GREATER Manchester Police has paid more than half-a-million pounds on informants over the last five years.

The cash spent for receiving covert information is among the highest in the country, figures show.

Police use informants to find out information on criminal activity such as murder, burglaries and drug rings.

Such payments have divided opinion, with critics labelling it has an “ineffective use of money” while others argue it is “cost-effective”.

A freedom of information by the University of Plymouth journalism department revealed that Greater Manchester Police Force spent £558,883 to informants, with £136,260 paid in 2018/19.

It was the sixth highest spender on informants over the five years out of the 27 forces out of 45 which responded to the freedom of information request. The amount spent last year placed the force fifth in the country.

The force would not disclose the single largest payment to a police informant in those years, stating: “Informants play a vital role in assisting the police, and is based very much on relationships built on trust and the expectation of complete confidentiality GMP would never disclose information which would compromise our tactics.

Neil Wood, a former undercover policeman, said in his experience about “90 per cent of informants are used in drug-related offences”.

Mr Wood, who is now CEO of Law Enforcement Action Partnership, rallying for drug reform policy, said: “Using police informants for other crimes such as burglaries and theft is the most cost-effective form of policing you can do.”

Informants can be paid anything between £20 and £15,000 for sharing information leading to successful arrests.

But he also points out that what informants are mostly used for does not reduce the crime in the area.

He added: “If you arrest a drug dealer on the information of an informant, you remove a drug dealer.

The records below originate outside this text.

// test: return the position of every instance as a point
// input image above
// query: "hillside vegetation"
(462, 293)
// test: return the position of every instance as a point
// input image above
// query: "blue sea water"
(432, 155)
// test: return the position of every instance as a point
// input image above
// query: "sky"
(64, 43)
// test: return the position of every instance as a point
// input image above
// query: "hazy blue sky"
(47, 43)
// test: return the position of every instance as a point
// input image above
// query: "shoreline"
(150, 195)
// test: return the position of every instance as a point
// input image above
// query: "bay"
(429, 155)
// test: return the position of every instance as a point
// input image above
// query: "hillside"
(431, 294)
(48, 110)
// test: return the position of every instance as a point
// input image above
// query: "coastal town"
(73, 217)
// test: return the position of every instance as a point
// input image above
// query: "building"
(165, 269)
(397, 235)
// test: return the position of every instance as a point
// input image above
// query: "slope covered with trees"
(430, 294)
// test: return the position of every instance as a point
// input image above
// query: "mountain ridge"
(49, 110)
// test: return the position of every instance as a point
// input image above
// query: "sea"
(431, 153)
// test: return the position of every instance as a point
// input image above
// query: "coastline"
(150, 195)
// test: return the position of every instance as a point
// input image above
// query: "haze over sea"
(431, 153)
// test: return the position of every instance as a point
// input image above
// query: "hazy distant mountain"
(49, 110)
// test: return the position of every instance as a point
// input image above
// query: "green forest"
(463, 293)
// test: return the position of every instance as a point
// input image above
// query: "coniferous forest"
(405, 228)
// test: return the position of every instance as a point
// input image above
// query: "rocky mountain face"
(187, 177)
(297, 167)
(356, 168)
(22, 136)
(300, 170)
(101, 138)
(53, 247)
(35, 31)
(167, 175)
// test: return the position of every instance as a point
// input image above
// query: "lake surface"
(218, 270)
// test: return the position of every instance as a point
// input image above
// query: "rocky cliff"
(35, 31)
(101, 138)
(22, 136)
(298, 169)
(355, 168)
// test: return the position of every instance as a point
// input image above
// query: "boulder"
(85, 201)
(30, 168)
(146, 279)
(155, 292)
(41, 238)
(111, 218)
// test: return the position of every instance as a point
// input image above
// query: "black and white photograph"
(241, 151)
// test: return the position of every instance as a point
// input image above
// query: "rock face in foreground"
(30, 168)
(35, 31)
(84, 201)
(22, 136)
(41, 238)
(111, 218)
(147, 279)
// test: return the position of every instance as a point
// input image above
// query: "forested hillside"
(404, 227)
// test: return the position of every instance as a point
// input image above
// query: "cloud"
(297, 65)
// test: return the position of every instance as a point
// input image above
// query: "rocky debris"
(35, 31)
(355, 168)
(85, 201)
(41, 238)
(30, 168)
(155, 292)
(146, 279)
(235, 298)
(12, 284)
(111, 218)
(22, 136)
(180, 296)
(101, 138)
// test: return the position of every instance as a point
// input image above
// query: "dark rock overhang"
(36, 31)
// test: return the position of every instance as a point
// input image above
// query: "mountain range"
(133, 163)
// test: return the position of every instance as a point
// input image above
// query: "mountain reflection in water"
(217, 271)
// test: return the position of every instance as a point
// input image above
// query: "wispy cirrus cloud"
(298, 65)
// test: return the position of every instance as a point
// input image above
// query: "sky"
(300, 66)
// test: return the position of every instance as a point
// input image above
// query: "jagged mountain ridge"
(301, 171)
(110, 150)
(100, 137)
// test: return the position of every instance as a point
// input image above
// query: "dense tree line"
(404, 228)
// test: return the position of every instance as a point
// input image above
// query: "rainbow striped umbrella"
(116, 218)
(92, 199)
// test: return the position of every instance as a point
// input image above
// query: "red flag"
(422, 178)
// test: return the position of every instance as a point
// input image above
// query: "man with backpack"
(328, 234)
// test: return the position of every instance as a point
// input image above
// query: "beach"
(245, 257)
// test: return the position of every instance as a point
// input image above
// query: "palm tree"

“All it does is create an opportunity for another drug dealer; crime doesn’t reduce.”

Cllr Nadim Muslim, Executive Member for Stronger Communities, said: “At the end of the day, what matters is that criminals are taken off the streets and criminal acts are prevented.

"We should consider if the amount we spend on informants is worth it to save the life of someone (or large groups of people) due to intelligence provided to the police?

"It would be useful to know - if possible - what results or successful convictions have been made following intelligence provided by an informant.”

The Metropolitan Police was the biggest spender paying out £4million in that time period and North Wales Police spent the lowest amount.

A spokesman from Taxpayers’ Alliance said: “It is critical that there is transparency in how taxpayers’ money is spent. All bodies, including the police, ought to be aware of the public interest in knowing where their cash is being spent."